Learning path planning

This study analyzes the differences between standard knowledge model and learning group knowledge model. According to Ling-Hsiu Chen (2011) proposed misconceptions diagnostic methods, we added the condition threshold filtering method to increase the accuracy of the misconceptions diagnosis method. According to the results of the difference analysis in knowledge model, we use the proposed algorithm to select learning materials according to the misconceptions. Finally, we generate an adaptive learning path for students to learn.


RESULTS AND DISCUSSION


Heterogeneous grouping

According to students learning style score and thinking style score, we use this two scores to generate heterogeneous group. Genetic algorithms are used herein to perform the heterogeneous grouping.
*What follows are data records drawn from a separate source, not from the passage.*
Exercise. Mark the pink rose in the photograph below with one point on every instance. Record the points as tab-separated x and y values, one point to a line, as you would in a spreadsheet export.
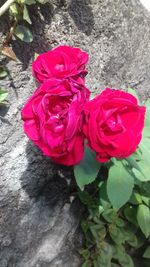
113	124
53	121
61	62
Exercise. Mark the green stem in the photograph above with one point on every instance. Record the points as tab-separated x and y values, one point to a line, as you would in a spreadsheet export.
6	6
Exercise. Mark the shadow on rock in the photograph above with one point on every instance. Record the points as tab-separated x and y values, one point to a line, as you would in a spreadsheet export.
50	222
25	51
44	177
82	15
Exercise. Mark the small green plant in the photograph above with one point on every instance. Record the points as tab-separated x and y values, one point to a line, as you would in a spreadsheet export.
116	196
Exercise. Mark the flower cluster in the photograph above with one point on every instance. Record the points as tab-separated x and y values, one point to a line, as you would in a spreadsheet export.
60	115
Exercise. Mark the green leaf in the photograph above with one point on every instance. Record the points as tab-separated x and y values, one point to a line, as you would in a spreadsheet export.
125	260
103	198
3	72
23	33
146	200
132	162
131	214
3	95
98	231
116	234
85	253
144	162
86	199
135	198
119	185
86	171
26	15
104	259
143	218
109	215
147	253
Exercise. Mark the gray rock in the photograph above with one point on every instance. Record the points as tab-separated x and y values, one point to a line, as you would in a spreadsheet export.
38	224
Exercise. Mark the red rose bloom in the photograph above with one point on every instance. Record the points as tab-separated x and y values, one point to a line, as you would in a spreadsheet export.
53	121
113	124
61	62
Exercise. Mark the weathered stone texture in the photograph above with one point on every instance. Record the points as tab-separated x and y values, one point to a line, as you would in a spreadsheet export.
38	224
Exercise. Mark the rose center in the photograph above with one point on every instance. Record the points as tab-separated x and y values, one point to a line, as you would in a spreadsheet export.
113	125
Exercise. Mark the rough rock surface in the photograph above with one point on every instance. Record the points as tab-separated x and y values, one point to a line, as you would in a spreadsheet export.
38	224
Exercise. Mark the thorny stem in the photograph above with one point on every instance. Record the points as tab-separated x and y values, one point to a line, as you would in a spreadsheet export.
6	5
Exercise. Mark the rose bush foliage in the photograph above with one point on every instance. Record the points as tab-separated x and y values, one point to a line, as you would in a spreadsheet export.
71	129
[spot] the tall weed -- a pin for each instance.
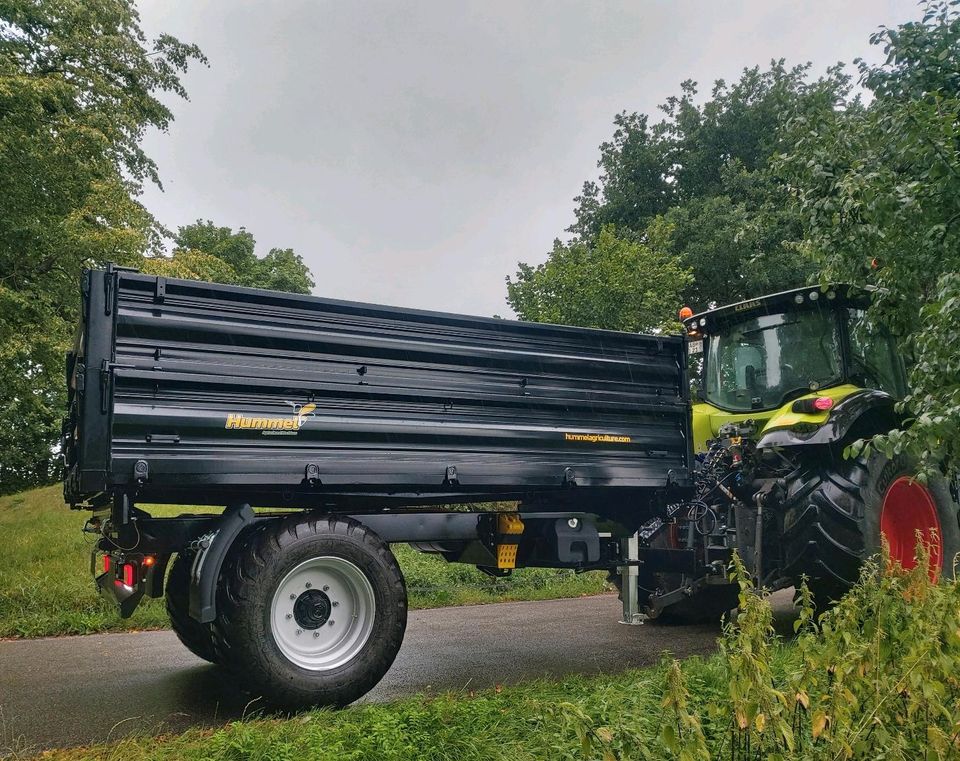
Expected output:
(876, 677)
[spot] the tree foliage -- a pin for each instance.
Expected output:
(879, 190)
(705, 169)
(615, 283)
(204, 251)
(79, 85)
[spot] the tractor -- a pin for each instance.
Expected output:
(782, 385)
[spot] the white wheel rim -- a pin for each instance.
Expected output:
(322, 613)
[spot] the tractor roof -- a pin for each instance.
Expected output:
(839, 295)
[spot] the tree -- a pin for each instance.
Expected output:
(79, 85)
(706, 168)
(204, 251)
(616, 283)
(879, 189)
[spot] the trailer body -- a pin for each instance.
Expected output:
(195, 393)
(327, 430)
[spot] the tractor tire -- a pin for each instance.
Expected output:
(835, 514)
(310, 611)
(196, 637)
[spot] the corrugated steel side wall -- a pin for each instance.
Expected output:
(401, 397)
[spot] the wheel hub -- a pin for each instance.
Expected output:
(312, 609)
(322, 613)
(909, 510)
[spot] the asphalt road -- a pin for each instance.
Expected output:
(71, 691)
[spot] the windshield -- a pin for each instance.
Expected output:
(761, 363)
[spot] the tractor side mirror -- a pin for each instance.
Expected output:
(696, 390)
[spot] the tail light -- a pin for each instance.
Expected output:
(812, 406)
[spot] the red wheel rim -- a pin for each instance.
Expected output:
(908, 507)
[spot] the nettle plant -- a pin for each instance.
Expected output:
(875, 677)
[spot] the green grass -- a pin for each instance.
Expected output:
(534, 720)
(46, 588)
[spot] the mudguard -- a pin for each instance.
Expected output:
(840, 423)
(211, 552)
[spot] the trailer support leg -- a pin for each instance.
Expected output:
(629, 593)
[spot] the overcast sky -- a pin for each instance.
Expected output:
(414, 152)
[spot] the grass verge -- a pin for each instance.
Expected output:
(520, 723)
(873, 678)
(46, 589)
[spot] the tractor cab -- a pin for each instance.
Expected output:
(786, 360)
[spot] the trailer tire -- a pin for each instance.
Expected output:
(836, 512)
(196, 637)
(310, 610)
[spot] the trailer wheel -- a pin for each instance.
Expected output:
(196, 637)
(835, 514)
(311, 611)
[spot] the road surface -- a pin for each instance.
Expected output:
(69, 691)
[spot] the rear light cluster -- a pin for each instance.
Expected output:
(128, 573)
(812, 406)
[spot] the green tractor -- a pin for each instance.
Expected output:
(783, 384)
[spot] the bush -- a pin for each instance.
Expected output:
(876, 677)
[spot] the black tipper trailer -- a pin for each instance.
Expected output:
(349, 419)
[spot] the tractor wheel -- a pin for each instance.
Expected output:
(835, 514)
(310, 611)
(196, 637)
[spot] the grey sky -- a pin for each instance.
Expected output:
(414, 152)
Figure 5.9 Heterogeneous grouping results


Figure 5.9 presents the sum of the deviation from the mean (SDFM) as calculated using genetic algorithm. A minimum SDFM is obtained, representing the best grouping, as shown in Table 5.4.


Table 5.4 Heterogeneous grouping results

Gruop Members

1 16,8,18,14

2 11,4,5,7

3 2,3,17,6

4 13,10,15,19

5 1,9,12,20


CONCLUSION


E-learning represents a new trend. Cooperative learning not only help students to solve problems but also improves their ability to interact with others. This research proposes an adaptive digital technology cooperative learning model for students who require special teaching. The main contributions of this research are adaptive cooperative e-learning guidance, a method for heterogeneously grouping students and a method for planning learning paths. Experimental results revealed that the students who were taught using this system performed better than the control group in mathematics. This work considered only students with mild disabilities, whose bodily functions do not differ from those of the general population, and who can learn to operate a computer. However, many special education students are limited in their ability to use computer hardware and software. Students with special may need hardware with special configurations, and improved user interfaces to support them in digital cooperative learning.